There’s no ‘escalator etiquette.’ If you’re in a hurry and want to walk up the escalator (or you just want to go slightly faster than the pathetically slow speed they run at), you can’t. You’ll find your path blocked on both sides by people who aren’t going to move for you. They’re generally the ones who shoved you out of the way to get on the thing in the first place.

Then, there’s the ‘regularity’ issue. Even on one of the four line platforms, it’s not uncommon to sit there for 15 minutes with NO trains whatsoever passing through (either express OR local). And there’s no indicator boards to say how long you’re going to be stuck there sulking, and only the occasional unintelligible tannoy message at certain station, telling you your train is miles away. It’s usually around this point that ‘the subway’ becomes ‘the bloody subway,’ before becoming something slightly less polite.

I’ve tried to get along with it- I really have. I’m generally quite good at getting to grips with things like this, but even after two whole weeks here, the whole thing STILL makes no sense. But the odd thing is that the only people I’ve heard complaining about it have all been British.

So, what does that suggest? Are Americans just more tolerant of things being rubbish, or are the British a nation of whingers? Either way, I’d be curious to see what some of these people are like next time there’s a delay on the Piccadilly.


~ by chrispresswell on January 10, 2008.

7 Responses to “The New York Subway.”

  1. Preparing for all of this y’know, Chris! So i take it you’re now off on your next port of call?

  2. Makes the tube look brilliant in comparison, doesn’t it? 🙂

  3. Think I’d just get a cab…

  4. Yes Americans are more tolerant of things being rubbish. We expect things to suck, and totally surprised in the event that they don’t, which is rare. Just try taking public transport in LA, and let me know what you think of it….. Oh and Yes you British complain more, you expect things to work, and are always dissapointed when they don’t. It’s all about lowering your expectations!

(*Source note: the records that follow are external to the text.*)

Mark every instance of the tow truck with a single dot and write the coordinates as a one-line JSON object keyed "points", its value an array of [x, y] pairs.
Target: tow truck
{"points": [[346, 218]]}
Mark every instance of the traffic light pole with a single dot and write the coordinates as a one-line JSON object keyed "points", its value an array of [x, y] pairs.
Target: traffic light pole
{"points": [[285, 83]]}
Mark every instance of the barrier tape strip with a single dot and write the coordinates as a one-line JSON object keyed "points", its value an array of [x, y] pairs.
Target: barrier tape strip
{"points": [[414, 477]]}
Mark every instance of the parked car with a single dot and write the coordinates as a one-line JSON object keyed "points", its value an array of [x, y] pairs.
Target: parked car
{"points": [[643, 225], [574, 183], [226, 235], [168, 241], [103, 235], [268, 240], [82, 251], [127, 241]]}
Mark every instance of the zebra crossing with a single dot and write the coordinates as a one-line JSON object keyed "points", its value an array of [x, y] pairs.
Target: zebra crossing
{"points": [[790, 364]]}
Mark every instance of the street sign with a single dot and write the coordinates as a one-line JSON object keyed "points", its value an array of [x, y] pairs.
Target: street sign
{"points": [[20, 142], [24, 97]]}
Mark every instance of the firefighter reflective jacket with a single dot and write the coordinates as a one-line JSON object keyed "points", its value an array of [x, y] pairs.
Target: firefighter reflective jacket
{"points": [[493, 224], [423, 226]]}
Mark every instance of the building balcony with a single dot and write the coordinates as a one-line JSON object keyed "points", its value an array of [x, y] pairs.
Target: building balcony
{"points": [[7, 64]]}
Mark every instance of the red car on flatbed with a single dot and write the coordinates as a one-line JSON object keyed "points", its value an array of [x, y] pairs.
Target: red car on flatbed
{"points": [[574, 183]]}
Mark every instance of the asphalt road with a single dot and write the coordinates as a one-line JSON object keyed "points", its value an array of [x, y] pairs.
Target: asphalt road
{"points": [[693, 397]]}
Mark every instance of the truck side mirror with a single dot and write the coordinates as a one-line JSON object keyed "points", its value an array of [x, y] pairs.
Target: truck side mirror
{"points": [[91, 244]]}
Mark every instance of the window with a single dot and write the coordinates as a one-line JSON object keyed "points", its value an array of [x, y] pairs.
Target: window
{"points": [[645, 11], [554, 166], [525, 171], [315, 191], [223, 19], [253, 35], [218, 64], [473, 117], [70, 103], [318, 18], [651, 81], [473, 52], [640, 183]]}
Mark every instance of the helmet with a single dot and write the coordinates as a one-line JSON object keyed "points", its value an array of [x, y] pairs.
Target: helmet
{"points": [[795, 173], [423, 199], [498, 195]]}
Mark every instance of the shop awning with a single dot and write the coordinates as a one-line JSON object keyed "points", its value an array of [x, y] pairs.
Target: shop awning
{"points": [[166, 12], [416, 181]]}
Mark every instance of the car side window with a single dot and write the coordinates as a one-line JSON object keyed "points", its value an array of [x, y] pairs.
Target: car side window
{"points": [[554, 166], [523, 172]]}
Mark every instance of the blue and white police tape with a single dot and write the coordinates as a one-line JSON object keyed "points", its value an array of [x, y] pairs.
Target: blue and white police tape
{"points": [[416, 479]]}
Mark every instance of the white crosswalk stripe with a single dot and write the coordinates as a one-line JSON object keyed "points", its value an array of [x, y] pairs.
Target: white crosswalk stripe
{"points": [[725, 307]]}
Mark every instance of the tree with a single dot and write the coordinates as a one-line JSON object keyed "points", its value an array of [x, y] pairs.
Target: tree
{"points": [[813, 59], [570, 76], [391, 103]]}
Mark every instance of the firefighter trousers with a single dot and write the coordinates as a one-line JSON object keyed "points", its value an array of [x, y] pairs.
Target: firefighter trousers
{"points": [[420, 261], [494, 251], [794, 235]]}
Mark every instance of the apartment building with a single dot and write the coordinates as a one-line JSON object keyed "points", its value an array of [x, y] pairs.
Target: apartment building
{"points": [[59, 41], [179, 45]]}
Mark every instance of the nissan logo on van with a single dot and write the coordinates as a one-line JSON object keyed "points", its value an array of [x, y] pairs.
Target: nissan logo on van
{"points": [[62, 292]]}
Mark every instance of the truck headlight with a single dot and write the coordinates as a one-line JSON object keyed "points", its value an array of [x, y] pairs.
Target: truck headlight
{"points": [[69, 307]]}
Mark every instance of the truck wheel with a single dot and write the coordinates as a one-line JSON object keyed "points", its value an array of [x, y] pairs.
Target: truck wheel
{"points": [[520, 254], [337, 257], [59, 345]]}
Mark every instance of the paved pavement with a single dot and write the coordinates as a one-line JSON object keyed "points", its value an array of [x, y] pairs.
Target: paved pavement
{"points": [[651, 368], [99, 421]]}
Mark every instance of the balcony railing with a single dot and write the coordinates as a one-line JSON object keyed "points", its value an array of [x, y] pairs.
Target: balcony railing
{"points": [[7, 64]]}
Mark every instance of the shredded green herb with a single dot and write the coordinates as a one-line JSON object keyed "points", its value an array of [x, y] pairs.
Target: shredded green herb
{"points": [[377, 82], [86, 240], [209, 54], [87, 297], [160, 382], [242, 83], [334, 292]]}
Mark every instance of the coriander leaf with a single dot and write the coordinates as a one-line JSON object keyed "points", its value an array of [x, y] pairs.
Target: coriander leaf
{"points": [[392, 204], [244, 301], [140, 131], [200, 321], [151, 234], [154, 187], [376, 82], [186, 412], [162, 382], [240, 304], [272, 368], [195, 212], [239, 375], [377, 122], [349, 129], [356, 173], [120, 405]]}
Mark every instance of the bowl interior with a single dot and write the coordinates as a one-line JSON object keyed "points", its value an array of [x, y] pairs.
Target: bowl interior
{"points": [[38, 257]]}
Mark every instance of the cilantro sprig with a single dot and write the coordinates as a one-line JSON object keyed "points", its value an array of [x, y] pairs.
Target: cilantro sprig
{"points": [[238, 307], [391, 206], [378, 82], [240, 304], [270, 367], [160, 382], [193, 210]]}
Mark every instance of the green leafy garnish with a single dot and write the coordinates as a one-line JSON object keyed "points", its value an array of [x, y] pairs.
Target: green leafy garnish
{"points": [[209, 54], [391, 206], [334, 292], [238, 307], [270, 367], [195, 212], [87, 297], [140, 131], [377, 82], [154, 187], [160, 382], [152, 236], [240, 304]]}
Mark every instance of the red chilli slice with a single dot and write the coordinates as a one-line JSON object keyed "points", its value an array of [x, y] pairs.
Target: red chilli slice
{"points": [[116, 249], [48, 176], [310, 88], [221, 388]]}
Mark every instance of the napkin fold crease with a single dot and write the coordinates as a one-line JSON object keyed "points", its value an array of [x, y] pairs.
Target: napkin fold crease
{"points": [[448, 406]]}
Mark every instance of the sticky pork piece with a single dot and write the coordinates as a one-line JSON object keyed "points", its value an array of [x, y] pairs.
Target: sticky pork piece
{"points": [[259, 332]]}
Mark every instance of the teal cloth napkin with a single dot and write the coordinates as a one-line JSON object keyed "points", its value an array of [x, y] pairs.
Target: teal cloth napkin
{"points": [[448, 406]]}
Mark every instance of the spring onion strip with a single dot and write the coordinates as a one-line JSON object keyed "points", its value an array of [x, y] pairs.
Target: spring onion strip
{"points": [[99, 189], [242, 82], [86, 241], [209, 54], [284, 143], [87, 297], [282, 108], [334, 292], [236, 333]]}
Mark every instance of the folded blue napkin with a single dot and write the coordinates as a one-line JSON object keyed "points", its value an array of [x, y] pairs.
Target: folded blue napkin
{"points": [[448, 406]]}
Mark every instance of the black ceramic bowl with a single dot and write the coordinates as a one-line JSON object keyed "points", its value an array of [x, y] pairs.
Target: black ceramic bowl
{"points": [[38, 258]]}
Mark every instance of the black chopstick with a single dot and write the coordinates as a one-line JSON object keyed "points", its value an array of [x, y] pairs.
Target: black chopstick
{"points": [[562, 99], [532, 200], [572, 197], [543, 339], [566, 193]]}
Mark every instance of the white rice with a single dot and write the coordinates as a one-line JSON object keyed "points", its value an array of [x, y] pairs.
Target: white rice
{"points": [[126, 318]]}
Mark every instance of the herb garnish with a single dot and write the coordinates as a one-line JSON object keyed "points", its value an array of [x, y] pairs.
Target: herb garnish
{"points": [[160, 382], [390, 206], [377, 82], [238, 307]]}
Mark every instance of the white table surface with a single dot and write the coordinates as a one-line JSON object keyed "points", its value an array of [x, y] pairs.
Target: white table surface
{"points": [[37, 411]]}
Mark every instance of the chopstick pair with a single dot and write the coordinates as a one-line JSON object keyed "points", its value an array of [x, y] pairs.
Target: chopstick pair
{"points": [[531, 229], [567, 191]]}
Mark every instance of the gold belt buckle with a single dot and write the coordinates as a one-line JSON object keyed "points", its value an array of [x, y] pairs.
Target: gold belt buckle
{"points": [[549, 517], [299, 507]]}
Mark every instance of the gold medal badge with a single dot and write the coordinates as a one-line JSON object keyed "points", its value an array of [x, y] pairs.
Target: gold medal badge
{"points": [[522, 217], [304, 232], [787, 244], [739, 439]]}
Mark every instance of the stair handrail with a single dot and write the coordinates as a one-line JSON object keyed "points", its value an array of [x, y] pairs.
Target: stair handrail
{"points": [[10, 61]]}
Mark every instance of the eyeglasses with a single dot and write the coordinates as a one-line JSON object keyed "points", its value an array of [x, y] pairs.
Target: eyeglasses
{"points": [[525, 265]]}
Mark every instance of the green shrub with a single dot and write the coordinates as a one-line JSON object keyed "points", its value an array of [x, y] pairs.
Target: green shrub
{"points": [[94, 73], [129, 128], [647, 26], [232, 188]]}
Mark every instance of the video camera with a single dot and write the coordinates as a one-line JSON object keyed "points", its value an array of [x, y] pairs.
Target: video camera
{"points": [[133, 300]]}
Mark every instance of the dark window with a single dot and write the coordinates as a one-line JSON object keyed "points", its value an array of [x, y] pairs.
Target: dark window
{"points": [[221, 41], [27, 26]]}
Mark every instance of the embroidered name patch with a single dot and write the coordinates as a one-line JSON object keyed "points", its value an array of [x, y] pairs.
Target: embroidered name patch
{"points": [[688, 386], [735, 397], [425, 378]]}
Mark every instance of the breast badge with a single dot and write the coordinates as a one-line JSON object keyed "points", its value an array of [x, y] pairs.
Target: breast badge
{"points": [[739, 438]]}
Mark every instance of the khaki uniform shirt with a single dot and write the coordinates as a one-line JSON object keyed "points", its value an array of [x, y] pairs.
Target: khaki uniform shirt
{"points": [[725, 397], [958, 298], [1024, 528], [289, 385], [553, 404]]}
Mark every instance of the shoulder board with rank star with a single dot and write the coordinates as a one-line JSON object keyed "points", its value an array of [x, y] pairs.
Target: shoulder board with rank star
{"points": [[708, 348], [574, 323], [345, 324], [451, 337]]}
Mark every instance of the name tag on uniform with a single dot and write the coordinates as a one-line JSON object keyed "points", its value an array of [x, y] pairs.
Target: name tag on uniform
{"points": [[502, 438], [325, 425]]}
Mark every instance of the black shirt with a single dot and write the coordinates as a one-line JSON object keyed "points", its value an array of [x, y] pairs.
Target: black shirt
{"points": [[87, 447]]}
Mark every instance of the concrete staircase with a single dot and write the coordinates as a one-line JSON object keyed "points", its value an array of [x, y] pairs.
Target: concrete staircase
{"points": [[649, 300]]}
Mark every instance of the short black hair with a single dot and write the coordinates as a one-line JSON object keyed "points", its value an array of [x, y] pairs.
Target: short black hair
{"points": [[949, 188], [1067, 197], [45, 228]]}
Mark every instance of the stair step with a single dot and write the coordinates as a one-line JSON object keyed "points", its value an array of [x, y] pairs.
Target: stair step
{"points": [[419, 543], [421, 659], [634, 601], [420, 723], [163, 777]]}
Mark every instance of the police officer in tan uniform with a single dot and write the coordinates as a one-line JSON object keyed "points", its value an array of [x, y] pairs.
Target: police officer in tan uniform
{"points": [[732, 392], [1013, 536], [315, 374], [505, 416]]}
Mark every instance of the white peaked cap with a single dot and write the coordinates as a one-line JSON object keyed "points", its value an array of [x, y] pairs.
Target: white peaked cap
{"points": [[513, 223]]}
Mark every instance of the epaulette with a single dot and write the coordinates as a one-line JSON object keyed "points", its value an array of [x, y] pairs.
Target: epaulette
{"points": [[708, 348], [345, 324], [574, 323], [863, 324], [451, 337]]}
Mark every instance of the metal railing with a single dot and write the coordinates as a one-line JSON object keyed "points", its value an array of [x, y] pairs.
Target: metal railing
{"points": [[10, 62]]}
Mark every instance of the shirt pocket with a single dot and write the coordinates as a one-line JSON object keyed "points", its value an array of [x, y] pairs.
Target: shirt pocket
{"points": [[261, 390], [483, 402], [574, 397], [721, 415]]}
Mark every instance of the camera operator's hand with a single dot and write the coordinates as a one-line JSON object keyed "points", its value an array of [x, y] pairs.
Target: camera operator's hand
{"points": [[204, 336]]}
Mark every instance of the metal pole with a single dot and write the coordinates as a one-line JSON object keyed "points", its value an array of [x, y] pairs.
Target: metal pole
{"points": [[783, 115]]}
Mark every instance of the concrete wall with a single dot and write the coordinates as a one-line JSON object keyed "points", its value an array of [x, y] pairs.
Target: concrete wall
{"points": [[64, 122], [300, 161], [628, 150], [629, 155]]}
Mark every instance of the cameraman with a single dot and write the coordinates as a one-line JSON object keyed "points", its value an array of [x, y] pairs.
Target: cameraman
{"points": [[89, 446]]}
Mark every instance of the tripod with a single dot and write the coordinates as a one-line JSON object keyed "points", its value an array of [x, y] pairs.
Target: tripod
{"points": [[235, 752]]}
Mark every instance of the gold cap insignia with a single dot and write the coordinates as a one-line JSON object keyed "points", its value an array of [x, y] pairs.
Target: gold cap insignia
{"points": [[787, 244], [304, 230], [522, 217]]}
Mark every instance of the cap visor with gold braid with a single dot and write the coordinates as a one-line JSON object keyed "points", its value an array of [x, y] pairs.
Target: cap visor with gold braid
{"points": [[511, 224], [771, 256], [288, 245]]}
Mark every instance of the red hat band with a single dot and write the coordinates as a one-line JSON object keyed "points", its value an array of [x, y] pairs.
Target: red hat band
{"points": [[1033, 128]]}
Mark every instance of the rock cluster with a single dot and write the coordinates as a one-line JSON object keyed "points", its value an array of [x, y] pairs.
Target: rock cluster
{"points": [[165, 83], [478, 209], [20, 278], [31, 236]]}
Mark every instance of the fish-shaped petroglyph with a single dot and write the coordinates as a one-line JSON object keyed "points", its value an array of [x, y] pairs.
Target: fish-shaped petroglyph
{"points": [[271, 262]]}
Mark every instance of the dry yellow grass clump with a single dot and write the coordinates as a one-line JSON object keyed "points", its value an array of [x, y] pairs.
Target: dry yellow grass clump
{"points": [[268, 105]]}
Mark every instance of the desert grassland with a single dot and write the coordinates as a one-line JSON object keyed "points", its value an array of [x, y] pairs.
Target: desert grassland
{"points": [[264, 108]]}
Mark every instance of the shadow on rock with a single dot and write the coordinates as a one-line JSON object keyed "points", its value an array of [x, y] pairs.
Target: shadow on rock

  5. […] The New York Subway. […]


  7. Yep, you’re right, the Subway is rubbish. BUT, you can travel anywhere you like for less than two dollars a day. That’s less than one British pound. Whereas the London Underground is fucking expensive. Me, I’d rather pay more and have a better Subway here in NYC, but not everyone has my middle-class bank salary and I think it’s kind of absurd how much Londoners, particularly those on the periphery – zones 5, 6 and beyond, have to pay to get to work.